Some claim DHS doesn’t have the competence (or clout) to do cybersecurity anyway. On Tuesday Amit Yoran, a predecessor of Beckstrom’s told a House panel that the department, “has repeatedly failed to either attract or retain the leadership and technical acumen required to successfully lead in the cybermission space.” Was that a self-slam?
The GAO seemed to agree with Yoran and I will eventually link you to the report released Tuesday entitled National Cybersecurity Strategy: Key Improvements Needed. But early this Friday morning several GAO links are dead. The GAO list of “most recent” reports and testimony starts in August 2008 and goes back in time. Was someone hacked last night? (Saturday update: The GAO website has been restored to its typical orderly self.
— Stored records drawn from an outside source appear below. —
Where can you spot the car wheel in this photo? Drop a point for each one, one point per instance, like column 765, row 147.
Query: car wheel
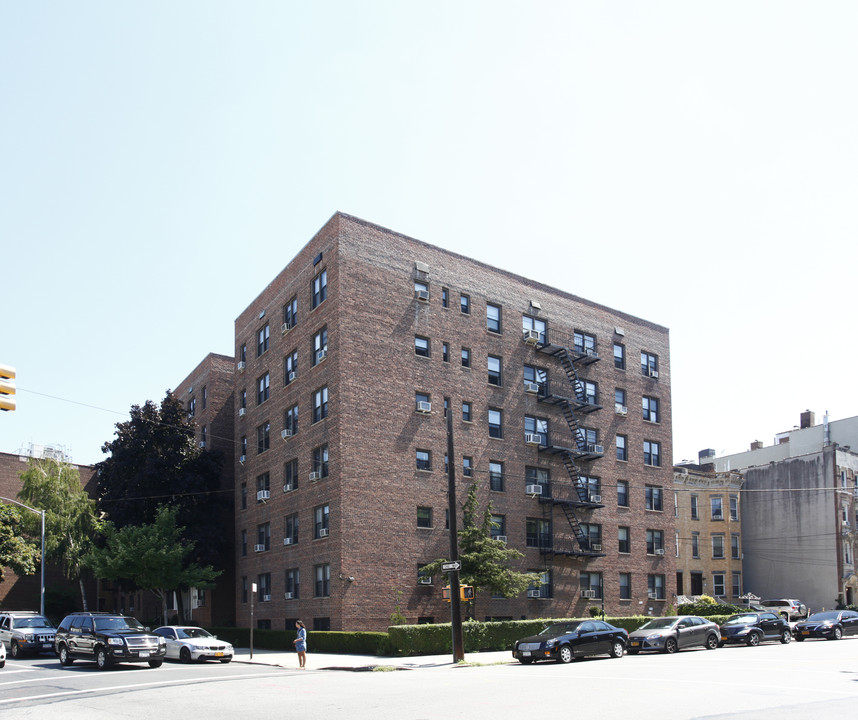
column 65, row 658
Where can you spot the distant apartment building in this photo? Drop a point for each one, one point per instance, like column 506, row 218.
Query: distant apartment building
column 345, row 367
column 799, row 513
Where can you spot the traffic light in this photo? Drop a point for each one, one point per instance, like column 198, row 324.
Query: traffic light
column 7, row 387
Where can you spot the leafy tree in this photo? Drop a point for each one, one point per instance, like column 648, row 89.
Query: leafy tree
column 70, row 522
column 16, row 551
column 485, row 562
column 150, row 557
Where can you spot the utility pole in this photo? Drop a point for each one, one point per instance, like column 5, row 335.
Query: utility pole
column 455, row 606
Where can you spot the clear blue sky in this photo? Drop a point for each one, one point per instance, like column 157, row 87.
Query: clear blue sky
column 691, row 163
Read more on the House hearing in a Computerworld story.)
Since DHS can’t and NSA shouldn’t one witness told the House Homeland Security Subcommittee on Emerging Threats, Cybersecurity, and Science and Technology that the White House needs to take a stronger role in cybersecurity. “If I have access to the president and control over budgets, I will get agencies to do whatever I want,” said Jim Lewis, director of the technology and public policy program at the Center for Strategic and International Studies. “We have to put that [authority] at the White House.” (More from nextgov.) Yeah. Besides there’s nothing else claiming the West Wing’s attention.
On Wednesday at 1:58PM Eastern I received a DHS email announcing that Phil Reitinger was being named Director of the National Cybersecurity Center (Beckstrom’s job). Oops. Fifteen minutes later the correction arrived. Reitinger is being named Deputy Undersecretary in the National Protections Program Directorate (NPPD). “In this role, Reitinger will be charged with protecting the U.S. government’s computing systems from domestic and foreign threats.”
Damn send buttons. But the error probably tells us what the Department’s media team was really thinking about and trying to deal with.
Yesterday my Email server was almost taken down by a tsunami of forwards all with copies of the new CRS report entitled, Comprehensive National Cybersecurity Initiative: Legal Authorities and Policy Considerations. The Federation of American Scientists’ Secrecy Project distributed this study of the classified CNCI program.
Last year that bastion of leftist succor for our enemies, the Senate Armed Services Committee, complained that super-secret treatment of the CNCI, “…preclude(s) public education, awareness, and debate about the policy and legal issues, real or imagined, that the initiative poses in the areas of privacy and civil liberties. Without such debate and awareness in such important and sensitive areas, it is likely that the initiative will make slow or modest progress.”
Last night and this morning we are all reading about Vivek Kundra’s troubles as White House CIO. Free-lance snooping by some of Kundra’s former subordinates is alleged and there is no suggestion that Kundra is implicated. But for too many Obama appointments the send button seems to be stuck. Good tech support is so hard to find.
Well… it is Friday the 13th for the second time in two months.